To be sure, Audu faced an even steeper learning curve than many new agents. A number of basic real estate terms, such as bi-level or ranch, were foreign to her. Audu took seriously the advice of another broker who told her the most important step a real estate professional could take was to get a good education. "I understood education because that's why I came to this country."

Audu joined a Century 21 office, where she took advantage of the company's formal training program, as well as many opportunities to learn through conferences, seminars and simply by accompanying more experienced agents as they worked with clients.

After about nine months at Century 21, Audu moved to Five Star Real Estate. Along with handling real estate transactions, Audu developed a training program for new agents, she said, designed to help them "go from $0 to $100,000 in commissions within 24 months." The program combined Web-based lessons – a new idea at the time – with weekly in-person coaching sessions that she conducted.

"It helped agents understand how to be proactive, what it means to be productive and how to set goals and follow through." Audu notes that many of the newer agents had previously only worked as employees, rather than as bosses or managers. They needed to know how to set goals and manage their fledgling businesses.

The training also discussed the ways in which agents could build a life outside of real estate. This was prompted by Audu's observation of a few REALTORS® who experienced strained marriages and financial setbacks even as they succeeded in their careers. "We needed to provide a framework to build a life."

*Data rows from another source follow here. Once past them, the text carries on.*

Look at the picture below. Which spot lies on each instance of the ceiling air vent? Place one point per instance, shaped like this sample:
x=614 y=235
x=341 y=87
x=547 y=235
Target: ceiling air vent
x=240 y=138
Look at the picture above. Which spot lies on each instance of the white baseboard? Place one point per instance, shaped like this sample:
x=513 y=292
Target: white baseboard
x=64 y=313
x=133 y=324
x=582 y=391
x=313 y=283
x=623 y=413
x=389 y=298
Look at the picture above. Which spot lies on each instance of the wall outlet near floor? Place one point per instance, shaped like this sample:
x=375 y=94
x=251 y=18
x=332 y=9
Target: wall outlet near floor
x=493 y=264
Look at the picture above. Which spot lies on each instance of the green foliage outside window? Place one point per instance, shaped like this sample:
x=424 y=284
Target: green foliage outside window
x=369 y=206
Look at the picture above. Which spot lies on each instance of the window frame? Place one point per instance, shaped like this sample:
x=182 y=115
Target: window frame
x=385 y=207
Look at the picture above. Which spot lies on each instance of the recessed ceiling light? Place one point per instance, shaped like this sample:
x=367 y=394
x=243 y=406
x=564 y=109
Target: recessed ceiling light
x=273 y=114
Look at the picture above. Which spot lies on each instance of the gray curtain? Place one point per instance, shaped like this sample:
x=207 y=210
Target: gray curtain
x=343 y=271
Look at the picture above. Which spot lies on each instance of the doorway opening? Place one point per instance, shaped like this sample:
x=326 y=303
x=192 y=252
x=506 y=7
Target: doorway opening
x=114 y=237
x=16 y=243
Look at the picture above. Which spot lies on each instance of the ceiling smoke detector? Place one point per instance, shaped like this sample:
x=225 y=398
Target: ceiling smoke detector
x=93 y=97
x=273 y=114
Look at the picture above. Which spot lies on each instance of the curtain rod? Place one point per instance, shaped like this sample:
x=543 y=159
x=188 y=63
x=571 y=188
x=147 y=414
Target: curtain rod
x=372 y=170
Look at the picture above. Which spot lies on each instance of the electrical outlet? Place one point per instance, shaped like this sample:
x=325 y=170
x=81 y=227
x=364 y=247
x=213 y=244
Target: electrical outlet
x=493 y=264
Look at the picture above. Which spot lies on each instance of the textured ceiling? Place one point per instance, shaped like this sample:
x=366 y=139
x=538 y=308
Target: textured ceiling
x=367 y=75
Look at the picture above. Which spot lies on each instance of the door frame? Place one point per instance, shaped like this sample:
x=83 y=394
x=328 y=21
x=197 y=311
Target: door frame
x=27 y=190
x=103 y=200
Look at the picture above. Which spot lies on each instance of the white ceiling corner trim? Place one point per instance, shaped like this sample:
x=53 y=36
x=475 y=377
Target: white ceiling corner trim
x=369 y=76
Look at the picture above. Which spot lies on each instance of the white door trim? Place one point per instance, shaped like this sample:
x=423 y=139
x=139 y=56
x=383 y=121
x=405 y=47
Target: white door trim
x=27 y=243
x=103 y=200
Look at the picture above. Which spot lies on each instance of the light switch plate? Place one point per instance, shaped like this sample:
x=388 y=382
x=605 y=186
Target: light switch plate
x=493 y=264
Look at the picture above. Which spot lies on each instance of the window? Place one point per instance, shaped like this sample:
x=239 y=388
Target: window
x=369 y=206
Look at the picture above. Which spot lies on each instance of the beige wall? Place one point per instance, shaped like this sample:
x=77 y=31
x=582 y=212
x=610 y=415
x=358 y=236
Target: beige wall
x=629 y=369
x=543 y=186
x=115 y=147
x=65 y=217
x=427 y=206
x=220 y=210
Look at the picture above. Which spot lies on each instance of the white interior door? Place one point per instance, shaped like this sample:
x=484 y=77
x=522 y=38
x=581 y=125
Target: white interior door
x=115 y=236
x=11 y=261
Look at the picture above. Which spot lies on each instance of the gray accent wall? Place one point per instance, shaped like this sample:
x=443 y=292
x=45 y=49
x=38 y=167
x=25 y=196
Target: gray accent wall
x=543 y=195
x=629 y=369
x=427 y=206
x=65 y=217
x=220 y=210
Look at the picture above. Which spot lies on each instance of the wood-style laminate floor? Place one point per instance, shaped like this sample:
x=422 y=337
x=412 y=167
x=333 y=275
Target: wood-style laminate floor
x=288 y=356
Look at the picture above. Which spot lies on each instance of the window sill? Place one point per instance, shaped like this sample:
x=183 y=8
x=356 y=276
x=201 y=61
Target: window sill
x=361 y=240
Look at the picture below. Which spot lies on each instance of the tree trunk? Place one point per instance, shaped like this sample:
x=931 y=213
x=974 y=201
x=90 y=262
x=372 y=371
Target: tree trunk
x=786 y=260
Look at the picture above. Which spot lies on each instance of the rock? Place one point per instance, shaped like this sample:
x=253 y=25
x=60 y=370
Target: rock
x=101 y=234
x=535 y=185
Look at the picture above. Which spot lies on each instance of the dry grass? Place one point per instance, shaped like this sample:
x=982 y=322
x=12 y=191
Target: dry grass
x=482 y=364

Late in 2005, Audu decided to start her own company. She has owned Audu Real Estate, a boutique firm with five people from a range of backgrounds, ever since. The firm "embodies the diversity that is part of the national experience," she adds.

Because Audu has been surrounded by individuals of varying ethnicities and backgrounds for most of her life, she learned early on how to work with all different types of people. "I learned that what was far more important than nationality and religion was who you are as a person," she says.

Another key to Audu's success has been her skillful use of online media. In 2006, while Audu was housebound for a month with a back injury, she began reading online articles related to health and wellness. Audu realized she also could use the Internet to share her knowledge of real estate.

She began blogging and within a few months, the power of the medium became clear: Audu met with a young couple who told her they initially were going to try to sell their house themselves. Reading Audu's blog, however, helped them remember the reasons for working with a real estate professional. "A lightbulb went off; I knew this was an incredibly powerful medium," she says.

In fact, her blog has captured more than 1 million hits annually, she says. "It helped people learn who I was," Audu says. "People could read and know what I knew about real estate."

Deciding to share knowledge she gained, Audu approached the state of Michigan to inquire about offering a continuing education class for REALTORS® in social media. Although the state twice denied her request, saying social media wasn't relevant to the practice of real estate, they agreed when she asked a third time. Audu continues to teach and also is president of the Western Michigan Chapter of Women's Council and director of District 3 of the Michigan Association of REALTORS®.

Another goal of Audu's is establishing a leadership academy within the local real estate association to attract and prepare younger industry leaders. The objective is "to understand how to position the industry to survive and thrive as the millennial generation begins to ascend."

Karen M. Kroll is a freelance writer from Chanhassen, MN.